Suggestif: la christianisation est une intégration de valeurs, de mèmes sémitiques au sein de la culture classique (pas les premiers cependant). Il est tentant de voir l'extension de la lecture silencieuse comme une conséquence de cette sémitisation.
Enjeu: la lecture silencieuse est pratiquement une condition pour la lecture d'accès direct, la lecture sonore oblige au séquentiel.

Dans l'Hippolyte d'Euripide, Thésée lit en silence une lettre que tient Phèdre morte;
dans les Cavaliers d'Aristophane, Démosthène lit en silence une tablette envoyée par un oracle;
d'après Plutarque (la Fortune d'Alexandre, fr. 340b), Alexandre lit en silence une lettre de sa mère, à l'étonnement de ses soldats (note 1);
dans le Criterium, Claude Ptolémée observe qu'il arrive qu'on lise en silence pour mieux se concentrer sur le sens des mots (note 2);
dans Plutarque (Brutus, v), César lit en silence devant Caton une lettre que lui a envoyé la soeur de celui-ci;
dans un prêche de Carême de 349, Saint Cyrille de Jérusalem encourage les femmes bouger leurs lèvres sans bruit lorsqu'elles lisent durant les cérémonies.
A remarquer la place que tient la correspondance privée dans ces exemples. Alors que la lecture à voix haute indique vers une pratique sociale, la lecture silencieuse fait signe du côté du privé, de l'intérieur, voire du secret. A remarquer aussi que tous ces exemples sont pris dans le corpus gréco-latin, rien qui vienne du domaine oriental.
A cette liste, un peu plus loin, Manguel ajoute une nouvelle occurence, trouvée dans Augustin lui-même. C'est dans les Confessions, en VIII, xii. Tout ce dossier serait à reprendre.

1. Mais voir le texte de Plutarque: Alexandre ne lit pas seul mais Hephestion avec lui, et la pratique, d'après la réaction d'Alexandre, ne semble pas exceptionnelle.

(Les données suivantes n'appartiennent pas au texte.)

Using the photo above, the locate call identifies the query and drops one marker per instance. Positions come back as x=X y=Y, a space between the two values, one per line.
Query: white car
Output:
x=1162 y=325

2. C'est l'enjeu de la différence des deux lectures: la lecture silencieuse est "meilleure", plus efficace quant à la compréhension et la rémémoration, dans cette mesure, c'est un progrès essentiel de l'acte de lecture lui-même et non seulement quant à son confort.

Citations:
Euripide: Hippolyte,850 env. (trad. Marie Delcourt)

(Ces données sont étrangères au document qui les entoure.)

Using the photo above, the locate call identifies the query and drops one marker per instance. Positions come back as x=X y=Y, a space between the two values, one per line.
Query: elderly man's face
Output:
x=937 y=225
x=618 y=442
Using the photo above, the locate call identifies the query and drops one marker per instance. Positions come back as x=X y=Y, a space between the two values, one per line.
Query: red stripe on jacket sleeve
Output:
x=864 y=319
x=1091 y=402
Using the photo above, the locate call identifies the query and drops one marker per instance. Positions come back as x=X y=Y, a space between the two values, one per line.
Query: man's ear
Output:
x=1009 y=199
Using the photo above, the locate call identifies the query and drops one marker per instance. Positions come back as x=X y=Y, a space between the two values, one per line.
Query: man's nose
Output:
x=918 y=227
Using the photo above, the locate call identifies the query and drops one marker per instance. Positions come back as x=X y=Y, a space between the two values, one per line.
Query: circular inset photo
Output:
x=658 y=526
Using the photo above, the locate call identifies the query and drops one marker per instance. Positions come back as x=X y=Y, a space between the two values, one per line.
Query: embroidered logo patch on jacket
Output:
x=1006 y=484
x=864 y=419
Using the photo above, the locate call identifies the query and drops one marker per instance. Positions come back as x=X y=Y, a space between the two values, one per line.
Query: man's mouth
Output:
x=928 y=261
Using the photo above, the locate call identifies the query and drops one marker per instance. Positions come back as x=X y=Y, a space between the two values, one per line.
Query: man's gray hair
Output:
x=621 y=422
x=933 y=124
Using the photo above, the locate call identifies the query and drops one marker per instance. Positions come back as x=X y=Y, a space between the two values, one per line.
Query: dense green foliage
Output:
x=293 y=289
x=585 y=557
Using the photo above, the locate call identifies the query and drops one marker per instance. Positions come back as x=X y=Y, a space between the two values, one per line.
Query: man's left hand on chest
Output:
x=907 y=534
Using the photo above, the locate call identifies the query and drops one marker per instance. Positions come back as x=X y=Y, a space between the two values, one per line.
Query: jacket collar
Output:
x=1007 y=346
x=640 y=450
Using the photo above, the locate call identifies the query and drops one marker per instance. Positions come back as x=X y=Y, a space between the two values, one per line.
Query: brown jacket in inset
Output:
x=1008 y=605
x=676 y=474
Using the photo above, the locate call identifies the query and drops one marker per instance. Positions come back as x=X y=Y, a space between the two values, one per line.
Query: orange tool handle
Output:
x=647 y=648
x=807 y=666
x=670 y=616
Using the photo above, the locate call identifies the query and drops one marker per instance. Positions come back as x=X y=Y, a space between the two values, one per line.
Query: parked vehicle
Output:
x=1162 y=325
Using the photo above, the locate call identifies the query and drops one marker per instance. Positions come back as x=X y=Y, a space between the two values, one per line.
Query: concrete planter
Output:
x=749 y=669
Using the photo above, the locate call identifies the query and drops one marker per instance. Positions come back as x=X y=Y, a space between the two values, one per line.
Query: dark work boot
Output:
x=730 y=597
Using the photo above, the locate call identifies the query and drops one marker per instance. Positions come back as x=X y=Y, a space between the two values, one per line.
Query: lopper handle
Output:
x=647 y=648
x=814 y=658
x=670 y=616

Aristophane: Les Cavaliers, 1ère scène (trad. Alfonsi)
Plutarque: Sur la Fortune d'Alexandre (trad. d'apr. Babbit)
Plutarque: Brutus, V (trad. Latzarus)
Augustin: Confessions (trad.Tréhorel et Bouissou)

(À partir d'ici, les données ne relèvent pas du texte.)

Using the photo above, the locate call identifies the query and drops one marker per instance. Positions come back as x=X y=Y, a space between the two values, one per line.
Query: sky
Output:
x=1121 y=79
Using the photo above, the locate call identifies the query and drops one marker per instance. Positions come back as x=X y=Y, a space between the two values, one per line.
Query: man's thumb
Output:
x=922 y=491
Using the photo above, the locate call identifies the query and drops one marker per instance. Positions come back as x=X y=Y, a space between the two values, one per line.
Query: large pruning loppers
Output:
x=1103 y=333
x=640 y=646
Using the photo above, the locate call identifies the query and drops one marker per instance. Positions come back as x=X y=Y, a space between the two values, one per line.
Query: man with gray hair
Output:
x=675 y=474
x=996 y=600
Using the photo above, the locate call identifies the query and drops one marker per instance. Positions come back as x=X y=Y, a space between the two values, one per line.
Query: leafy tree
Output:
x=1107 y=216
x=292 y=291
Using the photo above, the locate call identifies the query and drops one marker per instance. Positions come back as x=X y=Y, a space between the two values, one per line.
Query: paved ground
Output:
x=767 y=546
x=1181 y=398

Citations faites, je cherche de quoi justifier mon affirmation supra selon quoi lecture et écriture seraient activités serviles. Je ne trouve rien chez Veyne, et chez Quignard cette citation de Septumius (?) : Amat qui scribet, paedicatur qui leget, que Q. traduit: "Celui qui écrit sodomise. Celui qui lit est sodomisé." Intéressant mais ce n'est pas du tout la même chose.
En passant: la façon dont, dans le même livre (Le Sexe et l'effroi) Q. rappelle l'épisode du jardin chez Augustin est inexacte (tendancieuse) bien que très assurée.